The back has been broken on legal denial of community property. This is the conclusion of a study of land laws in 100 countries.

Most administrations now acknowledge community lands as a viable unit of property and provide mechanisms through which this essentially social form may be formally mapped and registered. And I mean community property, with comparable legal protections as private and corporate property. The trend is global, including in Europe. While enactment is taking longer to achieve than was the case in the 1980s and 1990s, there are a sufficient number of new draft laws each year to conclude the trend will continue into the future.

I see no way back from this. A tipping point has been reached. Procedures to map and register these properties are, in the main, becoming simpler and cheaper. Legal treatment of communities as natural persons for purposes of land ownership is easing the way in a growing number of states. Most laws also now accept that unfarmed communal resources are integral to community property and cannot be fairly excluded. Nor need community lands be sellable to qualify as protected properties. Areas over which family or other exclusive rights prevail are being more satisfactorily nested within the community domain as transferable usufructs. Statutes are also remedying common weaknesses in community-based land governance by making inclusive decision-making obligatory.

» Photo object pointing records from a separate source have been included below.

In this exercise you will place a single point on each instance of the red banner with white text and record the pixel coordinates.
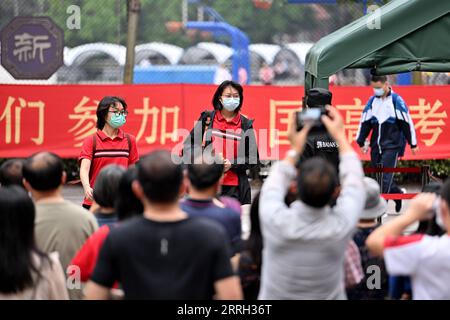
(58, 118)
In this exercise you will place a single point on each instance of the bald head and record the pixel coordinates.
(160, 177)
(11, 172)
(43, 171)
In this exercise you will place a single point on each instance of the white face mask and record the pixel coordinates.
(230, 104)
(379, 92)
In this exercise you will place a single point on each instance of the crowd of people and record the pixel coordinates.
(154, 228)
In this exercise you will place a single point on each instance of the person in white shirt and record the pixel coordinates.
(426, 259)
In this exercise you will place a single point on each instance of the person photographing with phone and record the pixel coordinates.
(319, 143)
(425, 258)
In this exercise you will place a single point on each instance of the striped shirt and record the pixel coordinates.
(226, 136)
(108, 151)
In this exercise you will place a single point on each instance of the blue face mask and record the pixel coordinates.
(117, 120)
(231, 104)
(379, 92)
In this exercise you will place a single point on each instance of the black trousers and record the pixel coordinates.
(389, 160)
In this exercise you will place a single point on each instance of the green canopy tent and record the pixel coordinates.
(412, 35)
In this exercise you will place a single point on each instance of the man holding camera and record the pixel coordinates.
(305, 243)
(387, 117)
(425, 258)
(319, 142)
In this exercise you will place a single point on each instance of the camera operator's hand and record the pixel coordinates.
(298, 139)
(335, 127)
(420, 208)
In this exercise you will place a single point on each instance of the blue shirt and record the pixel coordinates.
(226, 217)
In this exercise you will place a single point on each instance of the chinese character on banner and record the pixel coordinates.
(428, 121)
(163, 115)
(18, 105)
(352, 115)
(85, 113)
(26, 46)
(280, 116)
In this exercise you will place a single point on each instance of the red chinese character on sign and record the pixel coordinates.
(7, 116)
(155, 113)
(352, 116)
(430, 121)
(85, 113)
(280, 120)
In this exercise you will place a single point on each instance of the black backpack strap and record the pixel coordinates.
(94, 145)
(207, 118)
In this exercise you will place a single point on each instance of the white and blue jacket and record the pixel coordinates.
(391, 123)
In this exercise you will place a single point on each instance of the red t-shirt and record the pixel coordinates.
(86, 257)
(226, 136)
(108, 151)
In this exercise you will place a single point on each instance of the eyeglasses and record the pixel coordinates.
(119, 113)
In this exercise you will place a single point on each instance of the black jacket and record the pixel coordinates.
(247, 157)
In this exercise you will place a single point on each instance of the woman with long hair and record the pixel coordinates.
(25, 272)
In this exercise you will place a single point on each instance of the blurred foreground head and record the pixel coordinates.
(43, 172)
(160, 178)
(11, 173)
(317, 182)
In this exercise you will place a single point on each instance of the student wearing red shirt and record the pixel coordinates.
(227, 132)
(109, 145)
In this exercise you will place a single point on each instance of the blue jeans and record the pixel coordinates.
(388, 158)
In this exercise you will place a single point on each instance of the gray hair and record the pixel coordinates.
(106, 185)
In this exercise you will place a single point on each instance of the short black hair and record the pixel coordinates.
(103, 107)
(381, 79)
(106, 186)
(43, 171)
(160, 177)
(227, 83)
(316, 182)
(127, 204)
(11, 172)
(205, 171)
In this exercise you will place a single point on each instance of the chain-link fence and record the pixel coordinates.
(280, 36)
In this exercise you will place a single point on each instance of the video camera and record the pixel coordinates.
(314, 107)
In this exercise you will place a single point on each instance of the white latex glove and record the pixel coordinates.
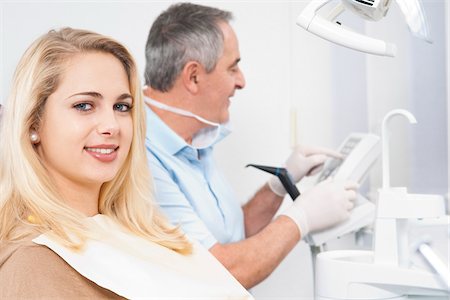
(327, 204)
(303, 161)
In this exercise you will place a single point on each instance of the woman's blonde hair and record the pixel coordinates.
(28, 196)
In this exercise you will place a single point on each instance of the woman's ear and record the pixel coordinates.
(191, 75)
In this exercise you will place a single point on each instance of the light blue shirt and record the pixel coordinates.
(190, 189)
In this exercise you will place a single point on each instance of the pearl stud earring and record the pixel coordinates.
(34, 137)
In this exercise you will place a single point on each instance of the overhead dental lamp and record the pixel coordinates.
(372, 10)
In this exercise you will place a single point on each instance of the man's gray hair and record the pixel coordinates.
(184, 32)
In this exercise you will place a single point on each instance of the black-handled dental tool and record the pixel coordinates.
(284, 177)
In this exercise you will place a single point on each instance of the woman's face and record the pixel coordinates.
(86, 128)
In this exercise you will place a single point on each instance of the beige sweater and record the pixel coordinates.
(31, 271)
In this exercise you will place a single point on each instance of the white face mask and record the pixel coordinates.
(205, 137)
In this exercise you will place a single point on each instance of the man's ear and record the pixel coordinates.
(190, 75)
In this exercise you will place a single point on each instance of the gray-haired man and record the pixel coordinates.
(192, 71)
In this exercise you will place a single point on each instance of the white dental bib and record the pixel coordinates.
(133, 267)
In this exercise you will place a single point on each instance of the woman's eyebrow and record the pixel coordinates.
(92, 94)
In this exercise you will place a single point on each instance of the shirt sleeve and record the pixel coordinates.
(36, 272)
(176, 206)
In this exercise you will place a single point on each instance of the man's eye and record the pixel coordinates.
(122, 107)
(83, 106)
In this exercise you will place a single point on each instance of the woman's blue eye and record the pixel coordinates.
(122, 107)
(83, 106)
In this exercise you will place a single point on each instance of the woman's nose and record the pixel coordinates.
(108, 124)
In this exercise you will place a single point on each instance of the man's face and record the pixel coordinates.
(219, 85)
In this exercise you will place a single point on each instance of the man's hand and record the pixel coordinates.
(303, 161)
(323, 206)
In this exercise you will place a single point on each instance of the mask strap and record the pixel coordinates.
(179, 111)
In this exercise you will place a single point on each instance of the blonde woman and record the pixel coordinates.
(76, 212)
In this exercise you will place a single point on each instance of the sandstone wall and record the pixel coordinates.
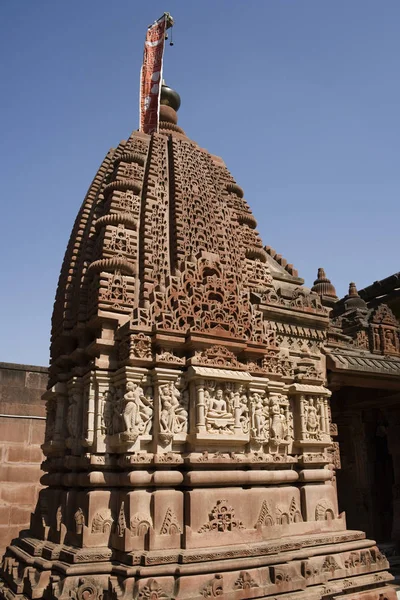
(22, 422)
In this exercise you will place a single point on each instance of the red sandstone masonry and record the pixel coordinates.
(21, 434)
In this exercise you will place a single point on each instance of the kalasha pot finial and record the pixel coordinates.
(169, 97)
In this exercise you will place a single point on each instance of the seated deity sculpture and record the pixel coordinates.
(218, 416)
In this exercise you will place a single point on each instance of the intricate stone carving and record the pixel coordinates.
(121, 521)
(329, 565)
(59, 518)
(245, 581)
(174, 411)
(259, 407)
(102, 521)
(324, 511)
(140, 524)
(152, 591)
(219, 409)
(79, 521)
(132, 412)
(170, 524)
(214, 588)
(222, 518)
(88, 589)
(217, 356)
(265, 518)
(73, 415)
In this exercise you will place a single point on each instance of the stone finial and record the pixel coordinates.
(170, 102)
(323, 286)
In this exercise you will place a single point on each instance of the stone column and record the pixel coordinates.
(393, 439)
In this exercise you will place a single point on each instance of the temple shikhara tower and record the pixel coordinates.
(188, 442)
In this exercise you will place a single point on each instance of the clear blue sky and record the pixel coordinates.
(300, 98)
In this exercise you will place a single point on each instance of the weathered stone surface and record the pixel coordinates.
(22, 428)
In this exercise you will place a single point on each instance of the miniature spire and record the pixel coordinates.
(323, 286)
(353, 300)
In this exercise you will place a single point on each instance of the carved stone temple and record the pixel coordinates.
(188, 438)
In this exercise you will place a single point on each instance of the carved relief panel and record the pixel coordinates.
(312, 416)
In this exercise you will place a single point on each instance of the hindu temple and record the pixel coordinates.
(191, 446)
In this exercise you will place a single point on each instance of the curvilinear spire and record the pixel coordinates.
(188, 425)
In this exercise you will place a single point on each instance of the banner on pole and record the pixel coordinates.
(151, 74)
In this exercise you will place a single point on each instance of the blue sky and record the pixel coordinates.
(300, 97)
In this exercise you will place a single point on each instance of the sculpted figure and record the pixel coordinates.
(72, 416)
(218, 407)
(137, 411)
(258, 416)
(312, 417)
(173, 416)
(278, 421)
(107, 419)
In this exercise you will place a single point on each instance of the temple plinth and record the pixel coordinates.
(188, 420)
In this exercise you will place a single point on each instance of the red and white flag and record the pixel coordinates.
(151, 74)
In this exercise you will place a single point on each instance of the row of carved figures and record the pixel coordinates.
(221, 408)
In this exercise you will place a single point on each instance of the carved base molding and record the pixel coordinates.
(330, 565)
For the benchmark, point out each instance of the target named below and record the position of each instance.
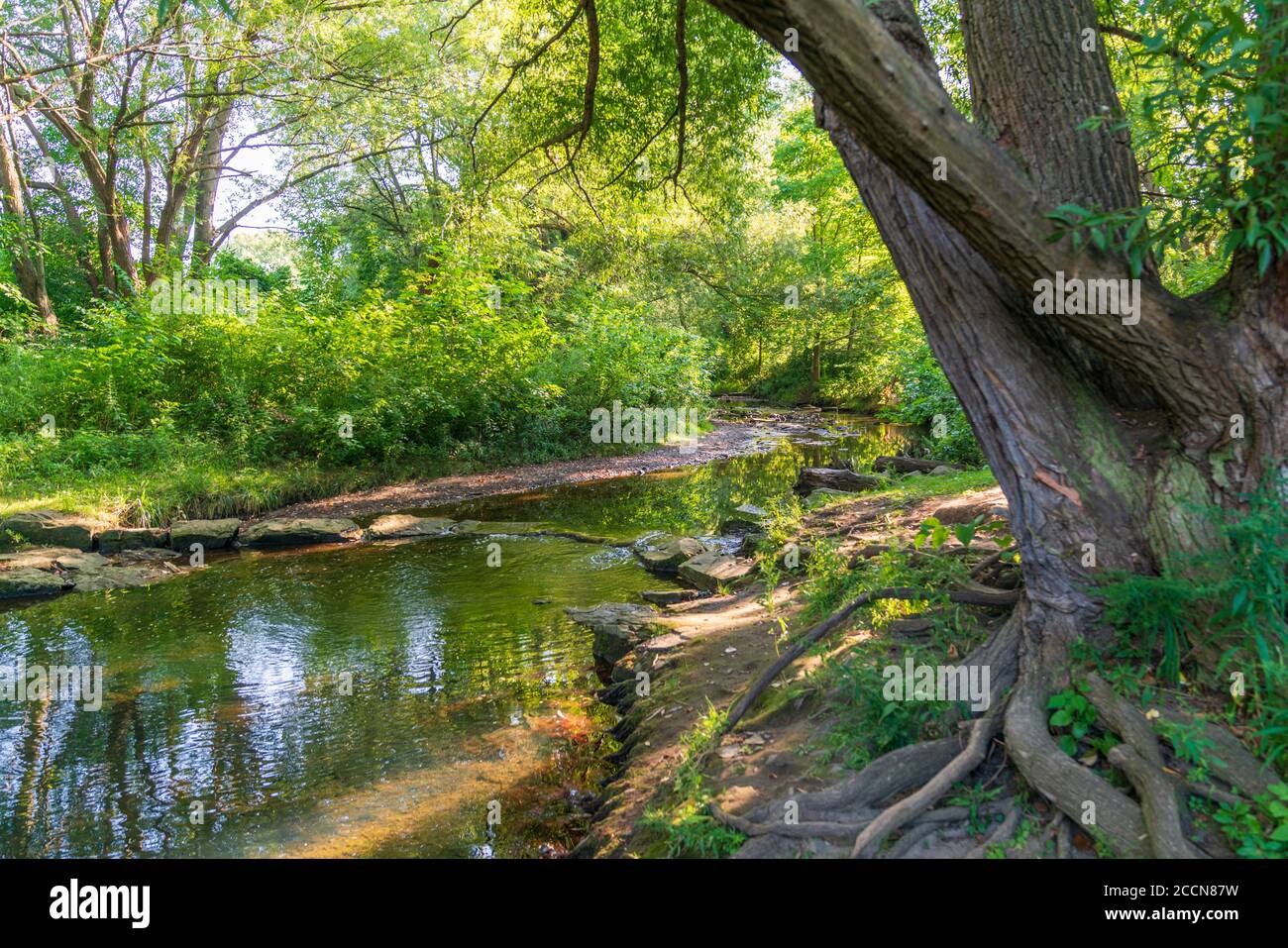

In short, it now seems possible that by century-end the largest sector of acknowledged property worldwide will be community-owned and governed. Expansion in its adoption can be predicted, including as a practical tool to regularize soaring urban slum occupation over the coming decades. This will inject new vigor into this essentially social version of corporate property. The community, long presumed to be a disappearing social form, will itself be revitalized as a rational framework for modern purposes. Devolutionary land governance should consolidate, as governments cede landlord powers over millions of hectares traditionally deemed un-owned. We should expect the regulatory and oversight functions of governments to be refined and more impartial. None of this can be bad for society—or governance.